Dimension is the precise version of "how many numbers do you need." It is an intrinsic property of the space — it does not depend on how the space happens to be embedded or written down. Our plane is two-dimensional whether you describe its points with three coordinates (in $\mathbb{R}^3$) or two (in its own basis); the intrinsic answer is two.

Geometric Intuition — Dimension counts degrees of freedom: the number of independent directions you can move while staying inside the space. On a line you have one (forward/back). On a plane you have two. In space, three. A creature confined to our tilted plane $P$ has exactly two degrees of freedom no matter that it floats in a three-dimensional room — and "two" is its dimension. This degrees-of-freedom reading is how engineers and physicists hear the word, and §15.10's case study cashes it out for robots and molecules.

Dimension also connects directly to the rank machinery of Chapter 14. There you learned that for a matrix $A$, the rank is the dimension of the column space $C(A)$ and equally of the row space $C(A^{\mathsf{T}})$, while the nullity is $\dim N(A)$, and rank–nullity says $\operatorname{rank}(A) + \dim N(A) = n$. Every one of those is now literally a count of basis vectors for a subspace. Rank–nullity is, at heart, a statement about dimensions — a balanced accounting of how many basis vectors each subspace needs.

The Key Insight — Two facts make dimension a powerful shortcut once you trust it. (1) In an $n$-dimensional space, any set of $n$ independent vectors is automatically a basis (independence at the full count forces spanning), and any set of $n$ spanning vectors is automatically independent. So at the magic number $n$, you only have to check one of the two basis conditions. (2) Any set with more than $n$ vectors in an $n$-dimensional space must be dependent, and any set with fewer than $n$ cannot span. Counting alone often settles whether something can be a basis — before you compute anything.

This is why, in §15.5, three independent vectors in $\mathbb{R}^3$ were guaranteed to span: three is the dimension, and at the full count independence upgrades itself to "basis" for free. You verified independence (via $\det \neq 0$) and got spanning thrown in.

Check Your Understanding — Can four vectors ever be a basis for $\mathbb{R}^3$? Can two?

Answer Neither. $\dim(\mathbb{R}^3) = 3$, so every basis has exactly three vectors. Four vectors in $\mathbb{R}^3$ are necessarily dependent (too many — more than the dimension forces a redundancy), so they fail independence.

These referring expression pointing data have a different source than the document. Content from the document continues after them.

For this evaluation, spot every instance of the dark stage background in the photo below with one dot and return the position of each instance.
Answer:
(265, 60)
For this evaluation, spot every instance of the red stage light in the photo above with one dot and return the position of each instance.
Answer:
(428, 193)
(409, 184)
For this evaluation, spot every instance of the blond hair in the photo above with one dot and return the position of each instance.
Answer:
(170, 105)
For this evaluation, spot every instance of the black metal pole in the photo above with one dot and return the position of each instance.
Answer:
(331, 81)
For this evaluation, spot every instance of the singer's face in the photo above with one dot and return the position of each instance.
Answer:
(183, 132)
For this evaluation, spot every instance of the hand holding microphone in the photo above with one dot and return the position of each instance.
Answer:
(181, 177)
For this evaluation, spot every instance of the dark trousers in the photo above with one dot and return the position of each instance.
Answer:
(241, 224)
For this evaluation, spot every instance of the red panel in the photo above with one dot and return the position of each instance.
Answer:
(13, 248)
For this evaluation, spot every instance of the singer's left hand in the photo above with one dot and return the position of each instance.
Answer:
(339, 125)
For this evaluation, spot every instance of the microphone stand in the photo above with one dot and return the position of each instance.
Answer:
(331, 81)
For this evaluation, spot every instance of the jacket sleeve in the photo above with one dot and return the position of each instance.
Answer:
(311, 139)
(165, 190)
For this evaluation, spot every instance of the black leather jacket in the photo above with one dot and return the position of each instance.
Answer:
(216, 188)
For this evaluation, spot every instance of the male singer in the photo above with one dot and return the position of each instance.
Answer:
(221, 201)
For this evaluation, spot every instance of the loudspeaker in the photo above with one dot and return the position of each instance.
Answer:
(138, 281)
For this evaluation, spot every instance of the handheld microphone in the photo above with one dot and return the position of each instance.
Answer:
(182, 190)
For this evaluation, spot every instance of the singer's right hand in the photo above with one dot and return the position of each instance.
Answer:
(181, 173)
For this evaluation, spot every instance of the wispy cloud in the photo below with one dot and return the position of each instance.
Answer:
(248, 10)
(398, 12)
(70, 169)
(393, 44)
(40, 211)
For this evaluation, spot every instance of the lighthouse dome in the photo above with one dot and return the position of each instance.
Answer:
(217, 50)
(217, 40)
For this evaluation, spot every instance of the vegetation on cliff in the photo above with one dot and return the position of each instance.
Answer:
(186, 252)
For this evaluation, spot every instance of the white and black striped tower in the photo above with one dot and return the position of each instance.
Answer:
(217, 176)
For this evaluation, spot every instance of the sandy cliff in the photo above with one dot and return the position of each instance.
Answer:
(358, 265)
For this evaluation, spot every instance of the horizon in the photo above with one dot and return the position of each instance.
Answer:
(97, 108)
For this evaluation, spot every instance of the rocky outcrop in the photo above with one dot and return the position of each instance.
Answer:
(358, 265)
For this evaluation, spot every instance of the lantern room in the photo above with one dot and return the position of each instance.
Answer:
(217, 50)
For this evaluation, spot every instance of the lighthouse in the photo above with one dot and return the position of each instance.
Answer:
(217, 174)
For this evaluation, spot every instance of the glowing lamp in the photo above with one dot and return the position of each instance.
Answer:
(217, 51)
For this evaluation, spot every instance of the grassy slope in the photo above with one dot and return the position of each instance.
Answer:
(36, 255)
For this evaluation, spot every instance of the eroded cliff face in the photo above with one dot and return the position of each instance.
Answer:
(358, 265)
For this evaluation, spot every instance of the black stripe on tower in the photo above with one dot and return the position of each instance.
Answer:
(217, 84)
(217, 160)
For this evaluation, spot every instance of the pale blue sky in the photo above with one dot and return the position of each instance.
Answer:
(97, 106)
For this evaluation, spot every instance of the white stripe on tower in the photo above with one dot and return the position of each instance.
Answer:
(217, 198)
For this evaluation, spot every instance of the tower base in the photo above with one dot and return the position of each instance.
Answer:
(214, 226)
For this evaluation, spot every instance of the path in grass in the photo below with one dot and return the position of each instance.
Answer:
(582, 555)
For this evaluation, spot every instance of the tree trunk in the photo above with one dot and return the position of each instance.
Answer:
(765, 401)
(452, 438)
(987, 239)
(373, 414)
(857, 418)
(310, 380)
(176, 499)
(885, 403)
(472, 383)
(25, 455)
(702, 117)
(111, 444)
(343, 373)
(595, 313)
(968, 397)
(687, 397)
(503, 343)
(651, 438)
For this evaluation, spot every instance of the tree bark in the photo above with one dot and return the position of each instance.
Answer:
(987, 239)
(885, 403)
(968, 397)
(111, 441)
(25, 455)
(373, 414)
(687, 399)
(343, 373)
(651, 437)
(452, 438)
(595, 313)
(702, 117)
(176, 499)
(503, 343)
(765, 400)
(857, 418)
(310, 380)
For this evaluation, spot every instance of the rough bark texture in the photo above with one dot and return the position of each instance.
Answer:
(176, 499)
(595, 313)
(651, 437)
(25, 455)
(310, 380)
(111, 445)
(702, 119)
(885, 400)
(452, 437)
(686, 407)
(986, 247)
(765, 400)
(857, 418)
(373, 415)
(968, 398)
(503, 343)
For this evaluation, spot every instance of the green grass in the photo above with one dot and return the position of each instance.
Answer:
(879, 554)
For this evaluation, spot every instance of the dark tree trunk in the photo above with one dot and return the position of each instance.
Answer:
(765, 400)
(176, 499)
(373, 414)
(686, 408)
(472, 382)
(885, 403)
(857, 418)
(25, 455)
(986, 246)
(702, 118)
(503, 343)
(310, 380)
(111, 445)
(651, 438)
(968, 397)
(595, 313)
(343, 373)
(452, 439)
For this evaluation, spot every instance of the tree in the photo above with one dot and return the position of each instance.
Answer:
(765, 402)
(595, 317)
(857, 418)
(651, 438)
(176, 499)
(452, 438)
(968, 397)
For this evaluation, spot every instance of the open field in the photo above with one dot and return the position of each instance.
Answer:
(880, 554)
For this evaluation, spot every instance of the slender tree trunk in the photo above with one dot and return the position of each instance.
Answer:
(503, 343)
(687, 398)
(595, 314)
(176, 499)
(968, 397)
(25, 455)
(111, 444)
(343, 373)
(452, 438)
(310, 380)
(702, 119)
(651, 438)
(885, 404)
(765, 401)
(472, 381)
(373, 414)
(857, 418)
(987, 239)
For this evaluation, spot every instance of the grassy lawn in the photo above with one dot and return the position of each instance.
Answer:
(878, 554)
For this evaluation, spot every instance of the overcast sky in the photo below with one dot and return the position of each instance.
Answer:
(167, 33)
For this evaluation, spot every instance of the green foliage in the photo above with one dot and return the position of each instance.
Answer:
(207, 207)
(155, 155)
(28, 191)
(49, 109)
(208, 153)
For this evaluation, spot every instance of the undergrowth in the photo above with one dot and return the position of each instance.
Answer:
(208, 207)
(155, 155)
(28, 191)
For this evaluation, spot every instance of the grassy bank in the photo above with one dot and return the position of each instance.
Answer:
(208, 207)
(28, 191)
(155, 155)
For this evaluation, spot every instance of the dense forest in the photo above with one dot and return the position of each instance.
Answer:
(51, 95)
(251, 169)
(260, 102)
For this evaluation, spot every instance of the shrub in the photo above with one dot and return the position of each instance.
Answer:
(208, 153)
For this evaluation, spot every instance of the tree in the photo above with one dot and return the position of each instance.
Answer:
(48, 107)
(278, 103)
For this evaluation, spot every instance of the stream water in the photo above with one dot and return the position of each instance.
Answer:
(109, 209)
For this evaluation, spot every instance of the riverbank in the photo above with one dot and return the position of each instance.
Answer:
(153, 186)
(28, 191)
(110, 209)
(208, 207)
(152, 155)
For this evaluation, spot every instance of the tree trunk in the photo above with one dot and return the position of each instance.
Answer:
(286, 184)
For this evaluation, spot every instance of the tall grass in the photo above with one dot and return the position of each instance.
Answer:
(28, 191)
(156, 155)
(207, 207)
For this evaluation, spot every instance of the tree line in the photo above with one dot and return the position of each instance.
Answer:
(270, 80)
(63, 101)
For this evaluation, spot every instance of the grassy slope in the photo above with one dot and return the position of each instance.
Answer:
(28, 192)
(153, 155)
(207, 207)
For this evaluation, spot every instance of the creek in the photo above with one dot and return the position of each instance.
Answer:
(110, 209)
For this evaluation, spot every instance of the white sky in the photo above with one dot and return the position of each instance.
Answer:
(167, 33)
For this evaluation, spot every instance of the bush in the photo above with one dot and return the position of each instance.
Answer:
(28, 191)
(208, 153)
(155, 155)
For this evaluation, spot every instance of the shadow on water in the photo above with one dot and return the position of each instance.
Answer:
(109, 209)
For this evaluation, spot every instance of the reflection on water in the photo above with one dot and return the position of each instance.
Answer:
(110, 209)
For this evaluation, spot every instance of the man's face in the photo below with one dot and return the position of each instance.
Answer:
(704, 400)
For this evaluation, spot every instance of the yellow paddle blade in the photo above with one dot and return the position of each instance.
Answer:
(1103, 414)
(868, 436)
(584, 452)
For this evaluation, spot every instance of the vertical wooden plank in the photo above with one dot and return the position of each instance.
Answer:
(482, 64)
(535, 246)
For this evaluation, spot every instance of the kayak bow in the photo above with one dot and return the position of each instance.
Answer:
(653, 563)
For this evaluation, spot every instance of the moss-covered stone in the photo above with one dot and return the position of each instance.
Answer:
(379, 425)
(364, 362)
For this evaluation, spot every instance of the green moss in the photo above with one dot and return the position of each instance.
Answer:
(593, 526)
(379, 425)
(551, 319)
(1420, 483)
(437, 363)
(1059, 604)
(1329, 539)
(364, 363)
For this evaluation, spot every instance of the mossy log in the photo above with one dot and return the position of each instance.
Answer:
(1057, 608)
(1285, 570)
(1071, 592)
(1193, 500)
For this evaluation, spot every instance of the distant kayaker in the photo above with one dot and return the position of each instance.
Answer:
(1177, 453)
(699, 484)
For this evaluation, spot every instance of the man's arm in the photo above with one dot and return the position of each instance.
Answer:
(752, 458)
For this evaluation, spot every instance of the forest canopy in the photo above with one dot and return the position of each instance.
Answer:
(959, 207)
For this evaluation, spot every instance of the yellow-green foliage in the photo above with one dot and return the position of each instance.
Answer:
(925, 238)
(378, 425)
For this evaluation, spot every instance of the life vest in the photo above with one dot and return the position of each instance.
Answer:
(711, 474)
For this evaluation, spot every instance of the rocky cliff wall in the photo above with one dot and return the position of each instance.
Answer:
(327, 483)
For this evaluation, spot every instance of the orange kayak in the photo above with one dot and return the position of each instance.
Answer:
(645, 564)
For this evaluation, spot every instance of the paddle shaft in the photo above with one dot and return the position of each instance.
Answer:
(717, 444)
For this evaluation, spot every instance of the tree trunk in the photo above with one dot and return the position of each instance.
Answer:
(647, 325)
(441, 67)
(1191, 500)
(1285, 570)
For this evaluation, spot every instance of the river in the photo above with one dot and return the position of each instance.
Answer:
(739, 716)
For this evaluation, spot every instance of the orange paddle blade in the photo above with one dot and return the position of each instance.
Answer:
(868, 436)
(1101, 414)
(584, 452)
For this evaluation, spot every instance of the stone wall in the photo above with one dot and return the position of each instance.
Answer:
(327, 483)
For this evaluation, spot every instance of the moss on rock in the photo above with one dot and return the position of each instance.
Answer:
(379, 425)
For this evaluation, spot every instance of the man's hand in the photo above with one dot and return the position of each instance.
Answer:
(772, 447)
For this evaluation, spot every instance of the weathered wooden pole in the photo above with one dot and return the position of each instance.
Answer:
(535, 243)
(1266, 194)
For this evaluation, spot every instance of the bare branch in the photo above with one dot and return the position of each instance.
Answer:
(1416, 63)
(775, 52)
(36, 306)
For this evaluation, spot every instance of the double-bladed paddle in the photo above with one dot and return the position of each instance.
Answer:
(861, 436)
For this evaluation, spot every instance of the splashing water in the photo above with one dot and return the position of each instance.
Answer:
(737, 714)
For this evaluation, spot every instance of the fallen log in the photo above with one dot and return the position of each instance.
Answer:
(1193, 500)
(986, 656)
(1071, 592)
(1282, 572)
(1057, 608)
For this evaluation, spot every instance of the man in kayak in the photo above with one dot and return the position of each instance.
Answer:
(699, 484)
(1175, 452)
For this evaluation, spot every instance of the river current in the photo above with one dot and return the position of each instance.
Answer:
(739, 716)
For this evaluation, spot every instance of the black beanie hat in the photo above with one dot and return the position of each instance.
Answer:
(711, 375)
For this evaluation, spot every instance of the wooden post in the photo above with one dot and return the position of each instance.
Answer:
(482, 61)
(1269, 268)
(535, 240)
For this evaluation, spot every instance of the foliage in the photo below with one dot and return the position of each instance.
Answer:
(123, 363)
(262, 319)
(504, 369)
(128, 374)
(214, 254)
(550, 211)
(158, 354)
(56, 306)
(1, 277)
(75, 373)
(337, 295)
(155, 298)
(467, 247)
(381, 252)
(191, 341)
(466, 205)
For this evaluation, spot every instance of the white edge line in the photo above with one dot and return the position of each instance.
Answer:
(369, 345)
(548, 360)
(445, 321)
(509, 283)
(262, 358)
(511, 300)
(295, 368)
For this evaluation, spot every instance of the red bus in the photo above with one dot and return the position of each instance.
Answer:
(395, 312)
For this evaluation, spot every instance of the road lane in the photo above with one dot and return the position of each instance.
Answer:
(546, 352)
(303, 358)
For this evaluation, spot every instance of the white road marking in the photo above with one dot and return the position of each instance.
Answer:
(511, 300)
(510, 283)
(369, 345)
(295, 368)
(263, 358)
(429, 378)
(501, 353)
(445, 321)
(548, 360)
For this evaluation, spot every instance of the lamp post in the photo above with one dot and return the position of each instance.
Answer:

Two vectors cannot span $\mathbb{R}^3$ (too few — they reach at most a plane), so they fail spanning. Only a set of exactly three independent vectors can be a basis of $\mathbb{R}^3$.

15.7 Why does every basis have the same size?

This is the theorem that makes "dimension" well-defined, and it is the most important proof of the chapter. Everything above secretly leaned on it. The result is sometimes called the dimension theorem or attributed to the Steinitz exchange (replacement) lemma [verify]; whatever the name, the engine is a single idea about trading vectors.

Theorem (invariance of dimension). If a vector space $V$ has a basis with $n$ vectors, then every basis of $V$ has exactly $n$ vectors.

Why we care. Without this, the definition of dimension in §15.6 is meaningless — "the number of vectors in a basis" presupposes the number doesn't depend on which basis. This theorem is what lets us speak of the dimension as a single number attached to the space, and it is what justifies every counting shortcut in the previous section.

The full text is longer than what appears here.